It shouldn’t be a secret, in fact I don’t want it to be a secret.
This so called “art” can define the future of your application, the sanity of your team, or worse, the future of your company.
Am I exaggerating ?
Not really. If you are a programmer with a few years of experience you’ve probably already seen this countless times, hell, you’ve probably done this already which is the so called messy, undocumented, untested and hard to read code.
Here’s a fictional story that I know lots of you can relate.
Meet Foo Inc.
The Foo Inc. company is about to release this new amazing app.
In the beginning everything was fine and dandy, the software appears to run, so the managers were happy. The developers know they could’ve do much better job than this but it’s to late to refactor, that would mean to create everything from scratch. Yes, they didn’t follow good development methodologies because they thought it was too boring and it wasn’t really that necessary.
And over time, their code is getting bigger, fattier, ugly and buggier, to the point that when a new change it’s needed a new bug pops out from some other place. So they quickly patch it, to get it over with it, and fingers are crossed.
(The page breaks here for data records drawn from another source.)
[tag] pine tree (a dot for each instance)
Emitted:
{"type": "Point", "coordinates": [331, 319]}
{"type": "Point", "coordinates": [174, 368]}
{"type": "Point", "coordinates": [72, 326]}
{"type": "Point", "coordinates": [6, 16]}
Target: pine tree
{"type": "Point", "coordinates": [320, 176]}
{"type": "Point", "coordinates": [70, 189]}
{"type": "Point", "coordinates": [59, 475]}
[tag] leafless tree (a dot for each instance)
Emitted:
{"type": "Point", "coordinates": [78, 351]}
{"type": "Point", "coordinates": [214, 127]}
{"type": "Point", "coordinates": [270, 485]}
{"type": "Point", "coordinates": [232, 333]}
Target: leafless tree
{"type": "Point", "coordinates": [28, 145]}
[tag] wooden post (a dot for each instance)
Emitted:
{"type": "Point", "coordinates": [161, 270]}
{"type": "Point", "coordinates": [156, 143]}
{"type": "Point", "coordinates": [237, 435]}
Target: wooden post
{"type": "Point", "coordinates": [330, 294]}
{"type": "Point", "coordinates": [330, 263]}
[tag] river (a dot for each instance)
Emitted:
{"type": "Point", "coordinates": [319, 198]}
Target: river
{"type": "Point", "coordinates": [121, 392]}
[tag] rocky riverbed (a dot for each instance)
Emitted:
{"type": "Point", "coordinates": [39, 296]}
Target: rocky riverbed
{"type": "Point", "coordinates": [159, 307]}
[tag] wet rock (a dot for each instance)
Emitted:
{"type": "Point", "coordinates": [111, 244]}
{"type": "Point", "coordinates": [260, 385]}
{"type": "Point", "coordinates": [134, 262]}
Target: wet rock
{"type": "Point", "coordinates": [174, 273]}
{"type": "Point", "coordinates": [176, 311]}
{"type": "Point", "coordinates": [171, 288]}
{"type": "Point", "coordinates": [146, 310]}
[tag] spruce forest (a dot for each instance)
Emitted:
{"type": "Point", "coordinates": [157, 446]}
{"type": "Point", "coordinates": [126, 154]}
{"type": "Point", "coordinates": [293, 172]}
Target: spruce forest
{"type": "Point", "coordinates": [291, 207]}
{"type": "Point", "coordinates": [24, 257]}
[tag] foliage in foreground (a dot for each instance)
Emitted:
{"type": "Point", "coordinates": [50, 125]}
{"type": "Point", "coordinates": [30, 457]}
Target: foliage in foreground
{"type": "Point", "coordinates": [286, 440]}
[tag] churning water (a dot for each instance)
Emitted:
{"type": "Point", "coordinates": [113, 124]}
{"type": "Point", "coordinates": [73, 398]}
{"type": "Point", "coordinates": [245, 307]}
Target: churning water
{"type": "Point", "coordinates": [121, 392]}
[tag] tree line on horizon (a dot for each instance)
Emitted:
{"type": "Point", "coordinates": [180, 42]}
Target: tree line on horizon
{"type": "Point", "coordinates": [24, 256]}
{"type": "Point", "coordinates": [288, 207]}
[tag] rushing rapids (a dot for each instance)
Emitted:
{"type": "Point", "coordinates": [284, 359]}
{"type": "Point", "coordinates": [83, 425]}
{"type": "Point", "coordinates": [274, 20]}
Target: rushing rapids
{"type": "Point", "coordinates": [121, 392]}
So, the next time a new feature it’s added, they go back to that glue-patched-cryptic code and add more spaghetti code. At this stage some of them think it doesn’t even matter anymore, they just want to add that functionality to that beast and get the hell out.
Developers get demoralised, and eventually some of them quit. So the company has to replace them. They hire new people. But since this app code is uncommented, patched to the bones and cryptic, the new developers have hard time understanding it, so they talk to the managers and decide that they need to start over, a clean slate.
Now you can see where this is heading. There’s a new buzz in the company, and every developer wants to be part of this new “version”. It’s a breeze of fresh air, it’s like starting over. But it’s getting worse, because now they have two versions to maintain and nobody want’s to be part of the “old” code team.
So this company is spending more money, more resources into something that should be done right from the start if they enforced their developers into using good coding practices.
To some companies, this could be their end, the first version of the software could be so bad that they don’t have any more money to hire new developers or create a new version from scratch, because they got not clients for the fact that the first version had so many bugs that nobody bought it.
So…what’s clean code ?
Clean code it’s when you read it and you know the developer cared.
When it runs all the tests, it’s well documented, meaningful function, classes and variable names are used, it avoids code duplication. It’s when software methodologies are in place. In the end, clean code it’s when you learn how it works by just looking at it.
This is not something you learn from day one, it’s something your learn over the years. It requires practice and good taste, and this it’s why it’s called “Art”.
Explain to your team and your company why this is so important, why it’s important to use good coding practices and extend the deadline if needed in order to make your code better.
I’ve read this in the “Clean Code” book once:
Leave the campground cleaner than you found it
It really represents the Art Of Clean code mantra.